[SOLVED] Extra variables being added to computation graphs

Hi all,

While using the visualize tool of szagoruyko I have found that, for specific functions, there are more variables in the computation graph than those that I had defined. In particular, I’m referring to these two examples:

a = Variable(torch.rand(3))
b = nn.Parameter(torch.rand(2, 3))

y = b.mv(a)

This one gives me this graph


Blue rectangles represent parameters, orange ones represent variables, and grey ones are operations. Another simple example is the following:

c = nn.Parameter(torch.rand(2))
z = F.linear(a, b, c)

Which gives me the following graph


As you might see, there are two variables, of sizes (2, 3) in the first example and (3, 2) in the second one, that I did not define but are nonetheless being used to perform the computations.
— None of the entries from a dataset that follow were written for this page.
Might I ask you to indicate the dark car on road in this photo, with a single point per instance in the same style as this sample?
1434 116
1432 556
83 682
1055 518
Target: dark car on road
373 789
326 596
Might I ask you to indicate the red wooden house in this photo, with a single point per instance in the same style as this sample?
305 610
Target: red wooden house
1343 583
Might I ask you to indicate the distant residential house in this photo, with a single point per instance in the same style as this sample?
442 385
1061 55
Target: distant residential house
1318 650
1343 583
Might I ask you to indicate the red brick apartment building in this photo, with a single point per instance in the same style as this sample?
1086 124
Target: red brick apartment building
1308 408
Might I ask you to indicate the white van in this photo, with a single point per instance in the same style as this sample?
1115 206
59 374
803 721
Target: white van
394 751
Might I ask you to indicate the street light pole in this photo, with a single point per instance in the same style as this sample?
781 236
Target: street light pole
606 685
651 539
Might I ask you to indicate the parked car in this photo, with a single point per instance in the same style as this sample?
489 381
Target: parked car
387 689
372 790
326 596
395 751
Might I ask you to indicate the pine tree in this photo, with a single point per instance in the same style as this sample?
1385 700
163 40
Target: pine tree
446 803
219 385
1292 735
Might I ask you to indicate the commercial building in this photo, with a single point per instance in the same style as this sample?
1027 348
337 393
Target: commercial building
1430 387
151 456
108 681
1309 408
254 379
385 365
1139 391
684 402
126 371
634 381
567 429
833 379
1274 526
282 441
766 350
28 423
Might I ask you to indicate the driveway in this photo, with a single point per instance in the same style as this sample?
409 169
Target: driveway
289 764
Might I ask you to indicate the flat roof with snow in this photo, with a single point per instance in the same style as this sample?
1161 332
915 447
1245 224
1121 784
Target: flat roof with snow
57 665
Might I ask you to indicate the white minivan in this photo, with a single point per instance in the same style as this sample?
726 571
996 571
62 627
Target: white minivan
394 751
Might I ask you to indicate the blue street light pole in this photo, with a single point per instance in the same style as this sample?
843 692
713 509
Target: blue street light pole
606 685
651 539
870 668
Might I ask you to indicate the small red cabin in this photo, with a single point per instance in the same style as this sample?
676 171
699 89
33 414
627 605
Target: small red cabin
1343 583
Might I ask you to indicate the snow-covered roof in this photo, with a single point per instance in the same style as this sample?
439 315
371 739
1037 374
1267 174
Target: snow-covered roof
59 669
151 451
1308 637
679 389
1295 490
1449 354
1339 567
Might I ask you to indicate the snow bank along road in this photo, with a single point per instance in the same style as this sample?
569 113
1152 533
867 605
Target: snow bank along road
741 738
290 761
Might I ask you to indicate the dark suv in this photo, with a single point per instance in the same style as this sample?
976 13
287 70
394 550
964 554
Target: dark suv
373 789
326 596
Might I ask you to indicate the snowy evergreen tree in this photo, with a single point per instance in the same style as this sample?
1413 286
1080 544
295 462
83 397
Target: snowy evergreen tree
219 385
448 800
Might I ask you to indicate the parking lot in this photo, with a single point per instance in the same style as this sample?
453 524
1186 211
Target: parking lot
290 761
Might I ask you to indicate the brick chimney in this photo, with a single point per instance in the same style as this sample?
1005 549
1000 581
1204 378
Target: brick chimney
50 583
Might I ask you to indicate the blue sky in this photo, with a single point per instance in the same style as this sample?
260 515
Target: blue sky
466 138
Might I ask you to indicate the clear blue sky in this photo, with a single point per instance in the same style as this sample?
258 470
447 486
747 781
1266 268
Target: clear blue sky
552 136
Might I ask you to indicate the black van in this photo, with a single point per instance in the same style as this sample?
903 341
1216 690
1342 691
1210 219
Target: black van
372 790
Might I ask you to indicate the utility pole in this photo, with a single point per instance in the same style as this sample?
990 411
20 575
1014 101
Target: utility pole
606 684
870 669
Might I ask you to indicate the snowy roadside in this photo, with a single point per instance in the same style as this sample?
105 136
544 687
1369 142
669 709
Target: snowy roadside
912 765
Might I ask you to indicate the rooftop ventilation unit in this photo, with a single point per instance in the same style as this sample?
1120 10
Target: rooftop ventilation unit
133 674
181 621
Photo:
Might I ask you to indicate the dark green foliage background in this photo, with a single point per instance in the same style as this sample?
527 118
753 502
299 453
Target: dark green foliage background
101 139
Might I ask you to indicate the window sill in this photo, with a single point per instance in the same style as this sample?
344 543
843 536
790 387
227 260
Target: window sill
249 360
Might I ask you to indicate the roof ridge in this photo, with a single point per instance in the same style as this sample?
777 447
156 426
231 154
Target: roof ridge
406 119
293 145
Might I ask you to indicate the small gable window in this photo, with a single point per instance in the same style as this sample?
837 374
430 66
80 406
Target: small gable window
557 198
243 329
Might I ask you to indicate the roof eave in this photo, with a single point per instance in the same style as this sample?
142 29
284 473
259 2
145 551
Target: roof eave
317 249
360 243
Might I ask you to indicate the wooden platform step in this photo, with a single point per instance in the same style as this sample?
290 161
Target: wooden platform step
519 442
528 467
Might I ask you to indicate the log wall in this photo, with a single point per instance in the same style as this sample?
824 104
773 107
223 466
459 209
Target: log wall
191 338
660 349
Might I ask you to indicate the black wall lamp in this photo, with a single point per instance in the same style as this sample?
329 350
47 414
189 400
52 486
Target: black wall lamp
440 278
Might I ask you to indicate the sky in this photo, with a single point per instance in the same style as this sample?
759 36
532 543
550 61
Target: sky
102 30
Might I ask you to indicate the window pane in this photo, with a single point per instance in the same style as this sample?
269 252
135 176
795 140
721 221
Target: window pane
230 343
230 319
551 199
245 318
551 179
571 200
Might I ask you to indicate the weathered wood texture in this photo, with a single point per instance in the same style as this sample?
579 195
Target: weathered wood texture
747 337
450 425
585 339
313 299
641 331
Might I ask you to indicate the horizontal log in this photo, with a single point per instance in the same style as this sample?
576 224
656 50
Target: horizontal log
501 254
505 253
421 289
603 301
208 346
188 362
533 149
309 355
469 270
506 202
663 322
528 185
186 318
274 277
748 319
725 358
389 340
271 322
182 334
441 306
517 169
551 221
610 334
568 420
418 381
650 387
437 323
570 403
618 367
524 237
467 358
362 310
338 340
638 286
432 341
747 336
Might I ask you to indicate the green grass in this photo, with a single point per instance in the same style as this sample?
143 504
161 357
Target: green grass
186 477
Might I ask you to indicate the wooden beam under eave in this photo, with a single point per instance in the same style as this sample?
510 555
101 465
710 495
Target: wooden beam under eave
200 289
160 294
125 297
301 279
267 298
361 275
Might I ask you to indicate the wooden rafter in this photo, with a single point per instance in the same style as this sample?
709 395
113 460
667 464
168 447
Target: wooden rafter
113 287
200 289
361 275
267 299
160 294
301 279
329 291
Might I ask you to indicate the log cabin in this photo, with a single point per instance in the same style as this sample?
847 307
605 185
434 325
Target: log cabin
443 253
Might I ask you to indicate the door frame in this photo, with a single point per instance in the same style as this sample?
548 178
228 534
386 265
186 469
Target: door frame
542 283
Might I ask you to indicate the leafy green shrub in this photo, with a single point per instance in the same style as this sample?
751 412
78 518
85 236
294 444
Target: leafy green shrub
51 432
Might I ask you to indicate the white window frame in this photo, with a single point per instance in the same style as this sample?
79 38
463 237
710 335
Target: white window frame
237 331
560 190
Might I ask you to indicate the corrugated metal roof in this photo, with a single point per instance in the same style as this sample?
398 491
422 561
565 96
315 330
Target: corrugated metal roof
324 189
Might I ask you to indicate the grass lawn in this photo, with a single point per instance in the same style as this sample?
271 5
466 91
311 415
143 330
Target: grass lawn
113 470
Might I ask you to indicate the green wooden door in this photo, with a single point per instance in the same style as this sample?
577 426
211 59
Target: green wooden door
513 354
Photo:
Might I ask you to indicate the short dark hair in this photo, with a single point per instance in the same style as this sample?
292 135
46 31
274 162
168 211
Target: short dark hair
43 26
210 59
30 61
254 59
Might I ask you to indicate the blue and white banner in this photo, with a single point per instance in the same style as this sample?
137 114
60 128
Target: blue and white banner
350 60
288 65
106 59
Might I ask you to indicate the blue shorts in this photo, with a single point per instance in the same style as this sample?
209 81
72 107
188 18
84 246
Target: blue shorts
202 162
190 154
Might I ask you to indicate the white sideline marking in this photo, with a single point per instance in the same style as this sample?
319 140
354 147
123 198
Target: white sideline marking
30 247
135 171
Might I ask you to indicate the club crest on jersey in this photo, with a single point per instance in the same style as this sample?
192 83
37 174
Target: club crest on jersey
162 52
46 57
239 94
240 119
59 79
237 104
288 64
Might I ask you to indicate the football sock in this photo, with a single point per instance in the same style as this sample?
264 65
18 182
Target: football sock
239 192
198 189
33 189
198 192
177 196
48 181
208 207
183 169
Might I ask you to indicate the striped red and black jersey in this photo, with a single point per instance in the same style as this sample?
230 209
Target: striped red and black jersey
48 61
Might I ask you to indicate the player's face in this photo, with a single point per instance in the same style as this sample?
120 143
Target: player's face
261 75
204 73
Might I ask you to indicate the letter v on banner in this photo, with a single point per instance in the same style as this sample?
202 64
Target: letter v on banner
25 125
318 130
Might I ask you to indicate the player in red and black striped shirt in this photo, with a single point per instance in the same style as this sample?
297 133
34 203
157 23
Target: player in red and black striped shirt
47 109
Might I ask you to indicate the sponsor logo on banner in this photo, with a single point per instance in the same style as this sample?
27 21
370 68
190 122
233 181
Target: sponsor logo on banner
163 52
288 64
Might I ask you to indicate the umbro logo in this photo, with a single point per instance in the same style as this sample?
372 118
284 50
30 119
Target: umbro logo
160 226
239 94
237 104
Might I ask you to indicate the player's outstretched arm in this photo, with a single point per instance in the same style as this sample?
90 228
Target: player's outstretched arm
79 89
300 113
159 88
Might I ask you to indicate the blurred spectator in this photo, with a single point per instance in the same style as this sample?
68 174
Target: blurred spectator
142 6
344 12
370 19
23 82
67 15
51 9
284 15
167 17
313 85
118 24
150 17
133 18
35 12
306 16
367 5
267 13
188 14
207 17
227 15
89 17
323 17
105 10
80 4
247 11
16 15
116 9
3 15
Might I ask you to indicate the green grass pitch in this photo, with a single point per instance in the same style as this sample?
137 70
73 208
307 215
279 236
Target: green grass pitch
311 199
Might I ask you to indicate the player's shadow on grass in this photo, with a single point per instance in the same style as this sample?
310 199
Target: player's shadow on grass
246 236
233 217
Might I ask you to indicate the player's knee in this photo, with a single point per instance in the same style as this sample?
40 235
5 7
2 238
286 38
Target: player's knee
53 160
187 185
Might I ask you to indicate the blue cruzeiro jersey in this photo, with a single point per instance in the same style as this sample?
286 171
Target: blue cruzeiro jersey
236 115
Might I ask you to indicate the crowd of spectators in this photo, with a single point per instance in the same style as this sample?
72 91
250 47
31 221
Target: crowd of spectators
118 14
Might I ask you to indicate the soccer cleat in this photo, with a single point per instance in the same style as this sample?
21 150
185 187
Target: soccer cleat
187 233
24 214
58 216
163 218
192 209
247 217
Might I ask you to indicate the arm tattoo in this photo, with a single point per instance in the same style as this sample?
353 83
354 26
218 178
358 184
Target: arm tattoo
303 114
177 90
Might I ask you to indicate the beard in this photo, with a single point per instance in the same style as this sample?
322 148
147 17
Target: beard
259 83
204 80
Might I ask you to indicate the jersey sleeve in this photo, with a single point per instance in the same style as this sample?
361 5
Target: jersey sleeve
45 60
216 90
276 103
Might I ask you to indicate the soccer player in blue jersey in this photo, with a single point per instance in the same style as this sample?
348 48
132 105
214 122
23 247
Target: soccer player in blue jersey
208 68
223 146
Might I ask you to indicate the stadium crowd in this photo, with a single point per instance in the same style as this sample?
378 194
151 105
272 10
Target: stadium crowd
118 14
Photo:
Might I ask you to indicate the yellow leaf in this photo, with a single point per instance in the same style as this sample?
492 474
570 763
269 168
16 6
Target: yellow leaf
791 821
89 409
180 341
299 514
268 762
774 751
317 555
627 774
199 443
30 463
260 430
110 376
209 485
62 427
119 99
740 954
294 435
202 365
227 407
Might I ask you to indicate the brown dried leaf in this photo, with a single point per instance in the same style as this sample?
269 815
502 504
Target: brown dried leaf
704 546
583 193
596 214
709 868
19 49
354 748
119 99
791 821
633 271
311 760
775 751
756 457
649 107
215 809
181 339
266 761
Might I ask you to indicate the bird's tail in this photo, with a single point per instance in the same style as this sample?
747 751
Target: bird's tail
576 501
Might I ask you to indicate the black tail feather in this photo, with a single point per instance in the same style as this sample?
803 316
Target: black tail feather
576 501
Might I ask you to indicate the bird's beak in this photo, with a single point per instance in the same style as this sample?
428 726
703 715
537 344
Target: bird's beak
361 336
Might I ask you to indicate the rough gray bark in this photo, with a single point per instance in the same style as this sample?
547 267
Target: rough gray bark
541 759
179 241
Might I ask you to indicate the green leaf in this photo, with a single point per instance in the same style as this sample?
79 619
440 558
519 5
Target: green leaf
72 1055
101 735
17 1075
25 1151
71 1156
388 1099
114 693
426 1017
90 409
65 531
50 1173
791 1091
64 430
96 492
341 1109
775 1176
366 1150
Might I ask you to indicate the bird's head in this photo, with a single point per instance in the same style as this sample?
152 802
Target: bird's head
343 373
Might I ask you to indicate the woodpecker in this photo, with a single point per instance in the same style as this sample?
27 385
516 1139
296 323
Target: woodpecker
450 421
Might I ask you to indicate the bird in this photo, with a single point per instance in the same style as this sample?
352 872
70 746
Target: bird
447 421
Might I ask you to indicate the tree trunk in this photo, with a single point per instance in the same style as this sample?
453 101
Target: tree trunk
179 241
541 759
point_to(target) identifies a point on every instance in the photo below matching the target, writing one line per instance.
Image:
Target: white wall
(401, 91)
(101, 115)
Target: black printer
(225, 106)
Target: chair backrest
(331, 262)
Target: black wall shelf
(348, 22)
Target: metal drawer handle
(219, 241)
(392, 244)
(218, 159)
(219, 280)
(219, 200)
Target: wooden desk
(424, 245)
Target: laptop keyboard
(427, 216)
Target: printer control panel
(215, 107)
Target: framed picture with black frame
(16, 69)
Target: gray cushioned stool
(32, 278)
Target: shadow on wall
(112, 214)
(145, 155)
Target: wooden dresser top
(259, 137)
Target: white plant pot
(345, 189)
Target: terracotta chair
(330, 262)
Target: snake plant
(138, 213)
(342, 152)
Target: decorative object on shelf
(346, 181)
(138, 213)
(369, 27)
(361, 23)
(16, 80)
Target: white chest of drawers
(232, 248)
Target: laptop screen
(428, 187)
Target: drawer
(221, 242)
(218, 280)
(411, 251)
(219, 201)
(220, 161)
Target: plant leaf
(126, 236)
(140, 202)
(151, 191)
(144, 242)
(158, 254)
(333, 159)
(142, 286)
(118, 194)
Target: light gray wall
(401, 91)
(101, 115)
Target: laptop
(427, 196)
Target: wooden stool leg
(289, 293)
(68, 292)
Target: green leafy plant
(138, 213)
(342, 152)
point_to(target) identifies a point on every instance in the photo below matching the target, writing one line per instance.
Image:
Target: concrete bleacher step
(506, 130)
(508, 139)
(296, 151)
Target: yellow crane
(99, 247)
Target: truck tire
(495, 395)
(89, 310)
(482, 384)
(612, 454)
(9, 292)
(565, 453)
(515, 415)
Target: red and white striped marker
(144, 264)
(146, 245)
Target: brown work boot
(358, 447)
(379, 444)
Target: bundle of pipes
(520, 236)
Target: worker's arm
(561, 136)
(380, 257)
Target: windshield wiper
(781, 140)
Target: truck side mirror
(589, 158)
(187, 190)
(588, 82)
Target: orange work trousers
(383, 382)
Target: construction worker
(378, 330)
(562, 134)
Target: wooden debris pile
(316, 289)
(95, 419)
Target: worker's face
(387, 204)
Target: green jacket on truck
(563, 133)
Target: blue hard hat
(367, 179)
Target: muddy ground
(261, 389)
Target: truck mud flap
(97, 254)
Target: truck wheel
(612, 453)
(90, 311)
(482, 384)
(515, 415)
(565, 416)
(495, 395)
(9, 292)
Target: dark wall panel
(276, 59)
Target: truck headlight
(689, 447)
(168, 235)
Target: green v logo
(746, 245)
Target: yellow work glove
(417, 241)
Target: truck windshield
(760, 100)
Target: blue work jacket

Does any one know what are these tensors? Can they alter the gradients that I compute in a backward pass?

Thanks in advance


If you look at the function in the first example, you can see that the mv operation is actually done in the backend with the more general addmv function (which adds a constant to the output). This is where this extra (2,3) Variable comes from.

In the second graph, you can see all the internals of how the Linear layer is implemented. Here the addmm functions is used, and so here again you see an extra Variable being used for the add part.

In both cases, these are buffers that contain 0 and so won’t change the gradients in any way.

1 Like

Great, thank you very much for the clarification!